Research Article: Early transcriptional alteration of histone deacetylases in a murine model of doxorubicin-induced cardiomyopathy

Date Published: June 29, 2017

Publisher: Public Library of Science

Author(s): Izabela Piotrowska, Mark Isalan, Michal Mielcarek, Germán E. González.


Doxorubicin is a potent chemotherapeutic agent that is widely-used to treat a variety of cancers but causes acute and chronic cardiac injury, severely limiting its use. Clinically, the acute side effects of doxorubicin are mostly manageable, whereas the delayed consequences can lead to life-threatening heart failure, even decades after cancer treatment. The cardiotoxicity of doxorubicin is subject to a critical cumulative dose and so dosage limitation is considered to be the best way to reduce these effects. Hence, a number of studies have defined a “safe dose” of the drug, both in animal models and clinical settings, with the aim of avoiding long-term cardiac effects. Here we show that a dose generally considered as safe in a mouse model can induce harmful changes in the myocardium, as early as 2 weeks after infusion.
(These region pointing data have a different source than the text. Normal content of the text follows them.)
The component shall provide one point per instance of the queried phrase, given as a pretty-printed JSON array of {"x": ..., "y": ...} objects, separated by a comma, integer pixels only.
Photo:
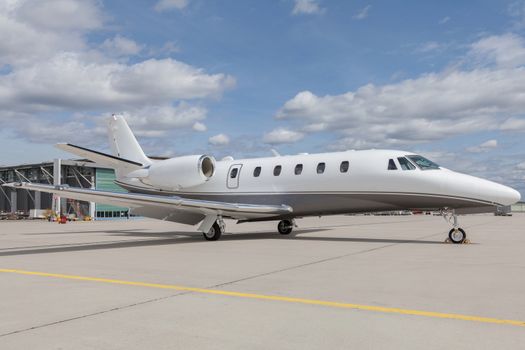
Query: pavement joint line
[
  {"x": 102, "y": 312},
  {"x": 332, "y": 304}
]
The adverse changes include the development of fibrotic lesions, disarray of cardiomyocytes and a major transcription dysregulation. Importantly, low-dose doxorubicin caused specific changes in the transcriptional profile of several histone deacetylases (HDACs) which are epigenetic regulators of cardiac remodelling. This suggests that cardioprotective therapies, aimed at modulating HDACs during doxorubicin treatment, deserve further exploration.

Partial Text

Cardiac remodelling occurs in response to many pathological and toxic stimuli, including genetic abnormalities and chronic administration of cardiotoxic small molecules. Anthracyclines like doxorubicin (adriamycin) are widely used anticancer drugs and constitute part of the standard chemotherapeutical regime for a broad spectrum of malignancies, due to their high effectiveness [1]. They cause, however, both acute and chronic dose-dependent cardiac injury, which severely restricts their use [2]. Although acute doxorubicin-induced cardiotoxicity is mostly manageable in clinical settings, delayed, life-threatening, anthracycline-associated heart failure can appear even decades after cancer treatment. Over the last decades, a number of groups developed mouse models that mimic doxorubicin induced cardiomyopathy. It has been widely demonstrated that doxorubicin causes cell death of cardiomyocytes followed by the appearance of interstitial fibrosis that, on a physiological level, is manifested by a reduction of the ventricular ejection fraction and contractile function (for a review see [3,4]).

We tested the hypothesis that chronic infusion of a relatively low dose of doxorubicin can induce adverse cardiac remodelling in murine hearts. We administered doxorubicin to wild type (WT) female mice, from 10 weeks of age, for two weeks. Both groups (PBS vehicle and doxorubicin) had comparable body weights at both the start (Fig 1A) and at the end of the trial (Fig 1B). The groups also had comparable tibia lengths at 12 weeks of age (Fig 1C), indicating that there were no gross differences in growth. However, chronic treatment with doxorubicin led to a significant increase in heart weight (Fig 1D). Consequently, the HW/TL index (Heart Weight to Tibia Length) was significantly increased in the WT doxorubicin group, in comparison to the WT vehicle (PBS) group (Fig 1E). We did not observe any general adverse effects that are common in humans, such as eye or skin irritation, or hair loss. Local toxicity or vesicant effects of doxorubicin (tissue damage from escaping out of the vein) do not occur with Alzet pumps and so were also absent. Overall, we conclude from this morphometric analysis that doxorubicin treatment at low dose (15 μg/g infusion) was cardiotoxic and led to a cardiomyopathy that is similar to that previously described for a higher cumulative dose of doxorubicin (24 μg/g) [16].

Anthracyclines such as doxorubicin (adriamycin) are widely-used anticancer drugs, with a proven therapeutic potential in many haematological cancers and solid malignancies [24]. Despite the beneficial effect of doxorubicin in cancer, it is well-established that this drug causes a severe cardiomyopathy, and heart failure is observed in doxorubicin-treated cancer patients [25]. Although the precise mechanism of doxorubicin’s cardiotoxicity remains largely unknown, there have been a number of studies suggesting that doxorubicin might act through oxidative stress, including superoxide radical production, mitochondrial DNA damage, or even an imbalance in calcium or iron homeostasis; for a review see [25]. However, until now, little has been known about whether doxorubicin changes epigenetic regulation in the heart. Hence, we sought to establish whether there were any changes in the transcriptional signature of histone deacetylases (Hdacs), using a well-established mouse model with chronic administration of doxorubicin [26,27].